THE HELL HATH CLUB VS. THE MIGHT OF ATLANTIS
All eyes turn to the lady in green. She swirls a spoon around her coffee cup. It doesn’t make any noise. Thank the tiny baby Jesus, down here in Deadtown we are spared the constant tinkle of silverware against porcelain that plagues the restaurant industry. A long, long red curl slides out of the black pearl comb in her hair and lands on the table like a spurt of blood. It hurts to look at it. Like a camera flashing in your eyes. The sides of her head are shaved down to red fuzz, just the one long horsetail left, running up and over and down her spine like a special-edition collect-them-all punk-rock Barbie doll.

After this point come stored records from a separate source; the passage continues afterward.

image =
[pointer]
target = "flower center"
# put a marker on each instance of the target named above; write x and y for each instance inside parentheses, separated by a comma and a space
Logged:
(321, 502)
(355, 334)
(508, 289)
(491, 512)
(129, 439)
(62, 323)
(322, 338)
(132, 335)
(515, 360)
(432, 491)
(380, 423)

She doesn’t notice us staring. I love my girl Bayou to a hundred million pieces, but she’s like one of those thorny old fish who hide on the seafloor, totally still and silent, blending in, waiting for something tasty to drift on by.
Only she doesn’t blend in. Not for a second. It’s hard to blend in when your skin is covered in green crystal scales. When you look like a torch singer who stayed on stage so long, she chemically bonded with her costume. She never wants to talk. I’ll go tomorrow, she always says, but she never does. I talked yesterday. But she didn’t. Never jam today, that’s Miss B to a T.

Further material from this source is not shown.